I turned to see where he was swearing, and got a quick glimpse of Mrs. Fallowfield’s little pink dog-thing scuttling away from us among the trees. Mister Cat wanted down in the worst way, to rend and devour, but I wouldn’t let him. I said, “Forget it, leave him alone, we’ve got enough troubles.” But Mister Cat bitched about it all the way home.
Twenty-four
That summer Sally landed a gig as musical director for a women’s choir in Yeovil. I liked that, because I could usually go with her and visit with Meena while she was working; and Meena liked it because she knows more about the Byrd and Bach and Dowland stuff Sally had them singing than I do, and I was raised with it. Meena thinks my mother is the best piano player south of Horowitz, and Sally’s flattered by that, as who wouldn’t be? It doesn’t make me jealous to watch them together; but sometimes it does make me wish that I understood my mother’s music—really understood, down deep the way my best friend does. I talked to Tamsin about that once. I said, “Maybe it’s not possible if it’s your mother.”
Tamsin smiled.
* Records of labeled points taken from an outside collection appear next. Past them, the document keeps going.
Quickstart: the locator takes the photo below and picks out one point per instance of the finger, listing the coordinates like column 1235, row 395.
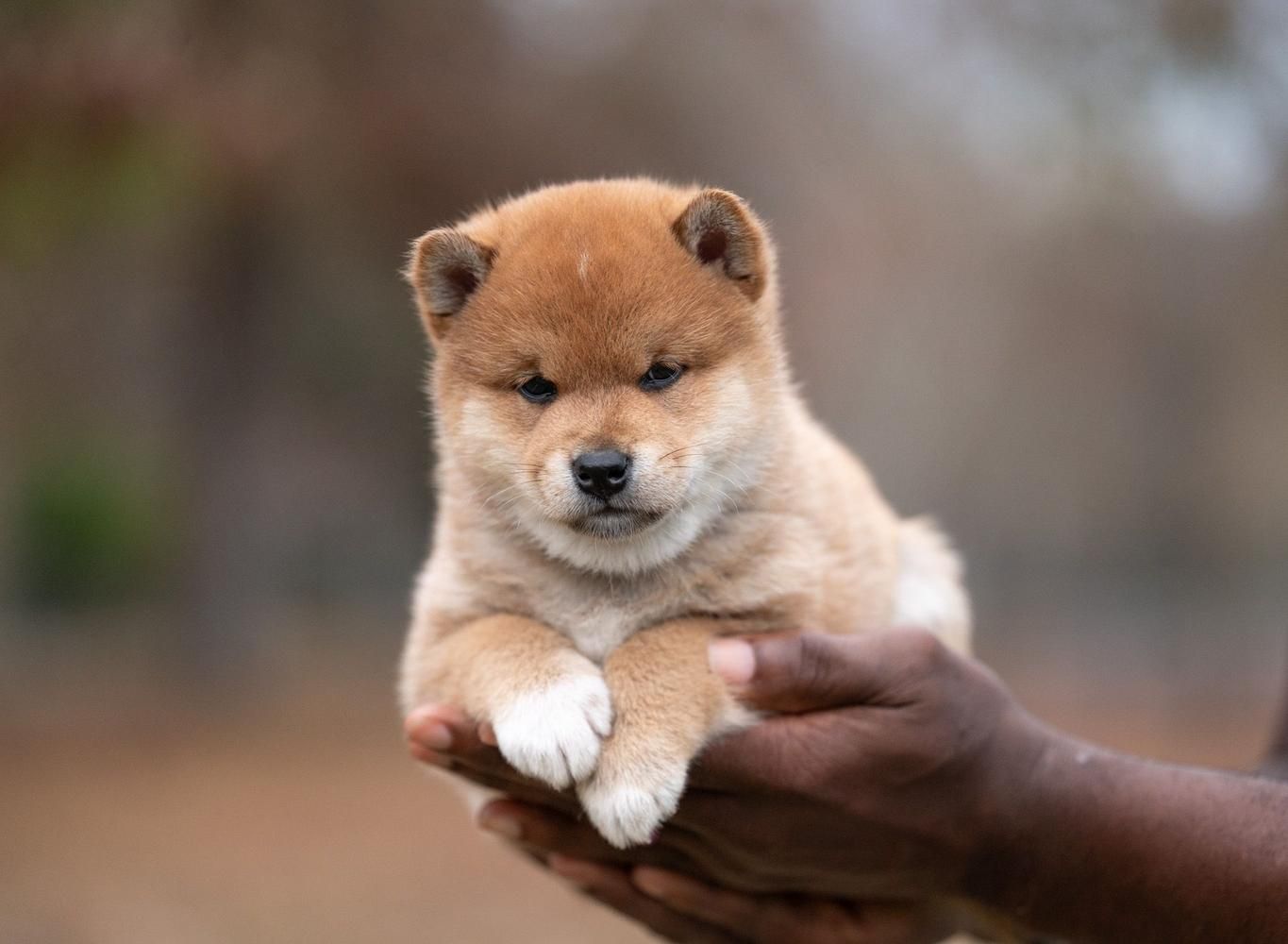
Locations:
column 814, row 671
column 613, row 887
column 697, row 899
column 442, row 728
column 529, row 792
column 553, row 832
I don’t really expect anyone ever to smile at me the way Tamsin used to do. “Dear Mistress Jenny,” she said, “my mother was such a gardener as Dorset has never seen. There was no flower, native or no, robust or tender, failed to thrive under her hands. Our folk swore that Squire Willoughby’s gardens flourished as they did because even the most delicate, contrary bloom fair worshipped my mother, and would have budded in the deeps of winter to please her. Yet it was never so with me—I admired flowers well enough, but there was no intimacy between us, no liaison. And I sorrowed greatly over this—oh, not for myself, not for the poor blossoms that dropped their petals and began to die the first moment I looked at them—but because I so, so wanted to know the truth of my mother’s joy in her garden. But I never could, Jenny. I could only look on and admire, and wonder.”
“I guess,” I said. “But I just wish—”
Tamsin’s face changed then, closing against me as I’d never seen it do since the day we met. She said, “Child, never speak to me of wishes,” and that was the end of that.